SM – O Luís já trabalhou por muitos anos com a formação de atletas. Quais os valores que os treinadores precisam priorizar nesta etapa da carreira de construção de um atleta para que, no futuro, o jogador demonstre bons hábitos e dê bons exemplos como profissional?
LC – Há três valores fundamentais: o respeito, a coragem e o compromisso. O respeito pelos colegas, pelo árbitro, pela massa associativa, pelos adeptos, pela administração e por todos aqueles que os veem não só nos estádios e espaços de treino, mas pelas televisões, rádios e jornais. O respeito por tudo e por todos. O compromisso, porque é o compromisso com o jogo, com a família, com os colegas, com a estratégia. Não existe “meio” comprometido, ou está ou não está. E depois a coragem, que é estar a jogar para dez pessoas ou para 70 mil e os milhões a ver pela televisão. Para nós, é colocarmos em campo aquilo que treinámos, a coragem de defrontar todo e qualquer adversário do mundo, seja onde for. Esses valores são decisivos e precisam ser explorado pelos treinadores na formação.

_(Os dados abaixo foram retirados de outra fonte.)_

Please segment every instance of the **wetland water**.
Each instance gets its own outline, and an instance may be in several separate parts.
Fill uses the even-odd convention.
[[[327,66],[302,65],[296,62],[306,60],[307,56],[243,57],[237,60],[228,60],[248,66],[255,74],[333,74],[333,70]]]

SM – Existe uma linha muito tênue entre as críticas construtivas da comunicação social e as críticas que faltam com respeito aos treinadores; assim como há as críticas dos treinadores aos árbitros ou mesmo à falta de estrutura dos clubes, como já aconteceu no Botafogo consigo. Neste sentido, qual a postura que o Luís Castro julga ideal para saber lidar com as críticas e fazê-las num tom ético?
LC – Há uma coisa que as pessoas não podem confundir: as críticas respeitosas e as críticas que ferem e que não têm qualquer respeito por quem nós estamos criticando. E quem as faz sabe disso. A crítica positiva é um elogio, enquanto a negativa pode ser uma forma de dizer que o trabalho não está ser bem executado. E não tem problema nenhum. Todas as pessoas têm o direito e são livres para criticar pela forma positiva ou negativa, o que não têm o direito é de faltar o respeito para fazer uma crítica negativa. Para eu dizer a qualquer pessoa que ela fez uma crónica que eu não gostei, não é preciso chamar de burra a essa pessoa. Eu posso pura e simplesmente dizer que ela “não foi feliz”. E segue em frente. Não posso dizer “olha este burro o que ele escreveu”, isso é ofensivo. É um pequeno exemplo daquilo que todos os dias se passa. Eu acho que se nós queremos ética, se queremos respeito, devemos respeitar e devemos ser éticos. Porque há pessoas que se sentem muito ofendidas só de lhes dizermos que não estamos de acordo com o que eles estão a dizer. Imagine se somos ofensivos para dizer-lhes que não estamos a gostar do que estão a dizer ou do que lemos. Portanto, acho que temos que ser razoáveis, honestos intelectualmente para percebermos que simpatia gera simpatia, ódio gera ódio, agressividade gera agressividade, tolerância gera tolerância.
SM – Num episódio recente no Brasil, o Jorge Jesus colocou-se à disposição para um cargo que na altura tinha dono e era do Paulo Sousa no Flamengo. O caso causou muita repercussão e acusações de falta de ética por parte de Jesus. No futebol, ser bom treinador suplanta à ausência de certas atitudes consideradas antiéticas ou não há espaço para condutas como estas no desporto?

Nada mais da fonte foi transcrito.